Mesh access is governed by through-the-primary equivalence (Inv IV / ADR-5): a capability routed from a mesh node is authorized identically to a local one — same PAT, same authorizer, same trust-windows. Origin is a routing detail invisible to the agent's authz path.

Two mesh-specific defenses back that up:

  • Remote-asserted trust posture is never trusted. When a remote workload's caps are mounted, the primary strips any provenance/sensitivity/recommendedTrustWindow/health the proxy asserted and re-derives them locally. A mounted cap re-derives to extension provenance (the strictest class), so a mounted remote read pends and never auto-allows; a malicious proxy asserting provenance:"first-party" cannot spoof the authorizer (capability-registry.ts:956-973).
  • Tunnel auth is mutual, pinned Ed25519, fail-closed. The proxy↔primary boundary is separate from the agent↔primary boundary. At join, a one-time join token (the nonce, sha256-at-rest, single-use) admits one workload and pins its Ed25519 public key (mesh/enrollment.ts header + admit). Every subsequent socket runs a mutual challenge — the primary verifies the proxy against the pinned key, the proxy verifies the primary against its pinned upstream.primaryPubKey (mandatory: no bare TOFU) — and an unenrolled/unauthenticated socket is dropped before any data frame (mesh/handshake.ts:399-454).
  • Transport-encryption policy. requireEncryption (PLEXUS_MESH_REQUIRE_ENCRYPTION) makes the primary refuse a plain-ws proxy tunnel with a typed encryption_required reason and accept only wss (mesh/handshake.ts:399-403). Identity ⟂ encryption: this gates the channel, not the Ed25519 identity — a valid pinned key over plain ws is still refused. It fails fast at boot if enabled without TLS material (config.ts:562-567).

See the federated mesh for the full mesh developer model.

8. Error hygiene as a security property

A blind-test finding showed that vague auth errors tempt a careful agent to "go find a signing key on disk and mint its own token." The committed error surface treats legibility toward the sanctioned path as a security control:

  • An /invoke with a live session but no grant returns a structured approval_required with pendingId + approvalUrl + grantStatusUrl and the explicit message "Owner must approve this grant in the Plexus console; the agent cannot mint its own token" (handlers.ts:692-712).
  • An /invoke with no session returns honest grant_required guidance that points at handshake → PUT /grants and states plainly that low-risk first-party reads are auto-granted and "the agent cannot mint its own token" (handlers.ts:634-652).
  • .well-known advertises the grant-request entry point (grantRequestUrl + method) and the enrollment redeem step, so the only advertised forward path is the audited, owner-approved one (well-known.ts:53-105). No response, error, or how-to hints that an on-disk key or a forgeable token exists.
  • The originator/management gate on GET /grants/status ensures a minted token is only ever handed to the session that created the pending (or the management key) — a leaked pendingId alone gets a 403, never the token (handlers.ts:417-444).

The principle: make the sanctioned path the only discoverable one, and never phrase an error in a way that steers a caller toward forging a credential or reading a key file.

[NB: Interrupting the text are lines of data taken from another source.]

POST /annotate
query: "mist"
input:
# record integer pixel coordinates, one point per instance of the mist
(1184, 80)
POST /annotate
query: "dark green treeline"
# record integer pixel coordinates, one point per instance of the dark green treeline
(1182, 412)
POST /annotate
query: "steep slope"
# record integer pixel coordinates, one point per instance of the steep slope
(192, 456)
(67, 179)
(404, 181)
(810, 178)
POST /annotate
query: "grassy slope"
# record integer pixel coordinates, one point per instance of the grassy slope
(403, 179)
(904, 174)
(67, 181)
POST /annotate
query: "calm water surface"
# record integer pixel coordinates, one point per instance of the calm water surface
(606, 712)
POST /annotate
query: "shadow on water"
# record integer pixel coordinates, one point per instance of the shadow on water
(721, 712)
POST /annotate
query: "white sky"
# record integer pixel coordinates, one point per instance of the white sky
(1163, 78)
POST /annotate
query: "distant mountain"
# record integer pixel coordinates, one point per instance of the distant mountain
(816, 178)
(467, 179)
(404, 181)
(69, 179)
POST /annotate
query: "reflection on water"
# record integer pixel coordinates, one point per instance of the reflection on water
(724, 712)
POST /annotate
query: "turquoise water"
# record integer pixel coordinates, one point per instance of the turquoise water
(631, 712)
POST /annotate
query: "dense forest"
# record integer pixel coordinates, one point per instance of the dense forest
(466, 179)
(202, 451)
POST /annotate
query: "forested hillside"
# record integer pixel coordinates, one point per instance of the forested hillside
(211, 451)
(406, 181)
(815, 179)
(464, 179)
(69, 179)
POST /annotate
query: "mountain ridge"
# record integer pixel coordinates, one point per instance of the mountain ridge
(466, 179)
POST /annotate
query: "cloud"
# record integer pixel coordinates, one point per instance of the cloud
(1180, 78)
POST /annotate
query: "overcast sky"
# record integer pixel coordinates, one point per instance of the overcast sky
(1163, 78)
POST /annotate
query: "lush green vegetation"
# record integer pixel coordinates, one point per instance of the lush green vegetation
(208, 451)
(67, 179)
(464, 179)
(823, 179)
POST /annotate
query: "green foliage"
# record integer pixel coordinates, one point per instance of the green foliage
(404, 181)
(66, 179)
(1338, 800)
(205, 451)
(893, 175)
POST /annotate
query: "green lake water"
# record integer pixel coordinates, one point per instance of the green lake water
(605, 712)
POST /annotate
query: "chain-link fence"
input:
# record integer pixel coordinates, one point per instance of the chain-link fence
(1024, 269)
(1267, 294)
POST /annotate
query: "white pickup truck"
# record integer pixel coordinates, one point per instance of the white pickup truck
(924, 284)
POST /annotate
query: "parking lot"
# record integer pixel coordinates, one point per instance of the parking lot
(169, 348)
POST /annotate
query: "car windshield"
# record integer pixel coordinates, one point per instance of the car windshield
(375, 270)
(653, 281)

9. Threat model — in-scope, out-of-scope, and the red-team result

In scope (the code defends these)

  • A network/HTTP-only adversary (an agent, a LAN peer once LAN binding is enabled) trying to reach the management plane: blocked by the connection-key gate on all /admin/api/* and the no-key-over-HTTP rule (admin.ts:305-343).
  • An agent trying to self-assert another agent's identity: blocked by PAT→agentId binding (§4).
  • An agent trying to self-grant write/execute or grant against an extension cap without a human: blocked by the default UserConfirmAuthorizer (authorizer.ts:119-254).
  • An agent trying to make running code (execute) frictionless/standing: structurally impossible (grant-service.ts:466).
  • A leaked agent credential: bounded to one agent's pre-granted caps, revocable in isolation (§5).
  • A malicious mesh proxy asserting a favorable trust posture, or a plaintext/MITM tunnel: blocked by local re-derivation, pinned mutual auth, and the encryption policy (§7).
  • Secrets at rest: enrollment codes, PATs, and mesh join tokens are sha256-hashed on disk (0600 ledger files); PAT/code plaintext is returned exactly once and never recoverable (agent-enrollment.ts:36-39, 225-236).

Out of scope (documented assumptions — rely on OS/deployment, not Plexus code)

Same-UID host isolation

The per-agent-PAT isolation assumes the agent process cannot read the admin connection-key file. On a same-UID host an agent can cat ~/.plexus/connection-key and gain full admin authority — Plexus's in-process boundary cannot prevent a process that can read the owner's home directory. The mitigation is OS sandboxing / the container appliance (the mesh/appliance epic; see capability-appliance.md, linux-confinement.md), which puts the agent in a confinement that cannot read the key file. Until then, treat "the agent runs as the same user that owns ~/.plexus" as full admin trust in that agent.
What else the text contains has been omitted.